• Авторизация


Памяти отца Валерия. Записки церковной служительницы 02-06-2013 12:08 к комментариям - к полной версии - понравилось!


[140x201]
Мне не хочется в названии этой истории менять слово «отец» на, например, «протоиерей», либо «священник», хотя по земному возрасту ему бы было всего сорок три сейчас.

Просто с момента его смерти кто бы ни зашёл в наш храм, из тех, кто его знал, все о нём плачут, как о родном отце. Или брате. Или сыне. Все его жалеют. Многие по причине, что не могут пойти к другому священнику со своими грехами, к нему вот могли, а к другим не могут. Потому что все знали, что батюшка грешник, как все мы, поэтому и скорее поймёт другого. А его грех, который невозможно было скрыть, всем нам отравлял жизнь. Из-за пьянки батюшка мог пропустить службу. Когда это случалось, прихожане разбредались по разным храмам. Когда он приходил в норму, все опять были на своих местах.

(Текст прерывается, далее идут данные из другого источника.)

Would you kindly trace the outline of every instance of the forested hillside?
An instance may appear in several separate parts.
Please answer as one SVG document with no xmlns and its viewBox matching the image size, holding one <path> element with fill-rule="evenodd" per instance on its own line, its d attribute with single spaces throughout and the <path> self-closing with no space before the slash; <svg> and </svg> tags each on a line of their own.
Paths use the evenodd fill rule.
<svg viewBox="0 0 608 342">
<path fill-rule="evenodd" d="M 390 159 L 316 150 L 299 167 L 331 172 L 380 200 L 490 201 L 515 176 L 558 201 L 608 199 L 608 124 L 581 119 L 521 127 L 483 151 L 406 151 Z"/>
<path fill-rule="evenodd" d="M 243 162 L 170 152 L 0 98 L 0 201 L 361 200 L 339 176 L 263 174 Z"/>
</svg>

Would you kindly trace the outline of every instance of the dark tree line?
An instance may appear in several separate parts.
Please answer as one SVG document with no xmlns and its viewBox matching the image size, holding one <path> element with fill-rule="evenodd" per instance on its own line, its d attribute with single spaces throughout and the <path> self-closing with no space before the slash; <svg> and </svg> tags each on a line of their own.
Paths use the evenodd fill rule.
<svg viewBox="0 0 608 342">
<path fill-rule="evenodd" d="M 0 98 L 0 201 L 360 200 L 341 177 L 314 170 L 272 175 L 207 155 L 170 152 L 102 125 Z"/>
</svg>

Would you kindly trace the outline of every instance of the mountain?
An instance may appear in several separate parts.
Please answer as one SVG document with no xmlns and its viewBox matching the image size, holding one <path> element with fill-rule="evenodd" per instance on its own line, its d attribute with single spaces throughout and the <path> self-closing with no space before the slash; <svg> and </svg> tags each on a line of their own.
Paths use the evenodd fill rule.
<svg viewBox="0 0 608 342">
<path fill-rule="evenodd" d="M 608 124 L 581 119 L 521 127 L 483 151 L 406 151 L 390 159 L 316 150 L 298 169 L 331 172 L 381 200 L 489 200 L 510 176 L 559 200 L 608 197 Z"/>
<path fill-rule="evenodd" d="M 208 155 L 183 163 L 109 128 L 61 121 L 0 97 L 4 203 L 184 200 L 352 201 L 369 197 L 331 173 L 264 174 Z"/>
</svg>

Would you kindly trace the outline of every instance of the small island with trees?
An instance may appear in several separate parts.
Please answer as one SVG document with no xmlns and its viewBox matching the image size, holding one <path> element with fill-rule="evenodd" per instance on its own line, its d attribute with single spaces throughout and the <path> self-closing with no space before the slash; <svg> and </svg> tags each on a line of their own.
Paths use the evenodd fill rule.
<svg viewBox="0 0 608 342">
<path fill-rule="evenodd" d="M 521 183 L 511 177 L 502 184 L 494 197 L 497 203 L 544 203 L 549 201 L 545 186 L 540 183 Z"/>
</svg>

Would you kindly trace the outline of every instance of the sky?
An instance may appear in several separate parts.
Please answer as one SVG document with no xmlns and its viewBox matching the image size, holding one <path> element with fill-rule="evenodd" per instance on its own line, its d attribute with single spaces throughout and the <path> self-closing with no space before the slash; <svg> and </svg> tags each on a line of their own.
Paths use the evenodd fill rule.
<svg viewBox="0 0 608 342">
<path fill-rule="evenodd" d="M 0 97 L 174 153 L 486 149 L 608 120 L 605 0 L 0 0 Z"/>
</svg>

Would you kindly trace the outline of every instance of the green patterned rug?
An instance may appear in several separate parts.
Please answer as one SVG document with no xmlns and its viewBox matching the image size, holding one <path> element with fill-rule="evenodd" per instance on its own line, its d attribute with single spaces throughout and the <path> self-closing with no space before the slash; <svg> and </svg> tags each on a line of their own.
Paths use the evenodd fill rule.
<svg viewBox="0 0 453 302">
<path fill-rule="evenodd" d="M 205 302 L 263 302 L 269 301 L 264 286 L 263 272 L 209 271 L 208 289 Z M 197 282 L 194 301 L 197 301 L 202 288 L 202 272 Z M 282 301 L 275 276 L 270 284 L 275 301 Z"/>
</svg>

Никто не осуждал, все дружно молчали, разводили руками при встречах в других храмах, мол, что поделаешь – дано ему такое горе (именно так, беда, горе – для смирения дано). Батюшка был умён, образован, добр, деликатен, красив, статен. И не достать бы нам его рукой, не дотянуться бы. Если б Господь не попустил ему этот тяжкий грех. Поэтому на исповедь к нему никто не стеснялся, шли все: преподаватели университета и уличные немытые бездомные. Если вошедший хотел исповедоваться, то отец не назначал другого времени, сразу надевал поручи и епитрахиль – готов помочь облегчить душу, поддержать, утешить.

Однажды пришла пораньше, принесла просфоры. Батюшка был в алтаре, в храме из-за раннего часа никого не было. И нечаянно стала свидетелем его раскаяния, теперь можно это сказать. Он очень страдал, называл себя алкашом и плакал. После смерти в его доме в окладе иконы Божией Матери была найдена записка, в которой он в детски-трогательных выражениях просил Заступницу не оставить его, пьяницу, когда пойдёт на Суд душой. Он не мог побороть эту страсть и предвидел, что мог умереть нечаянно… Это было необходимое вступление – чтобы, по словам С.Есенина, «правды жизни не нарушить»…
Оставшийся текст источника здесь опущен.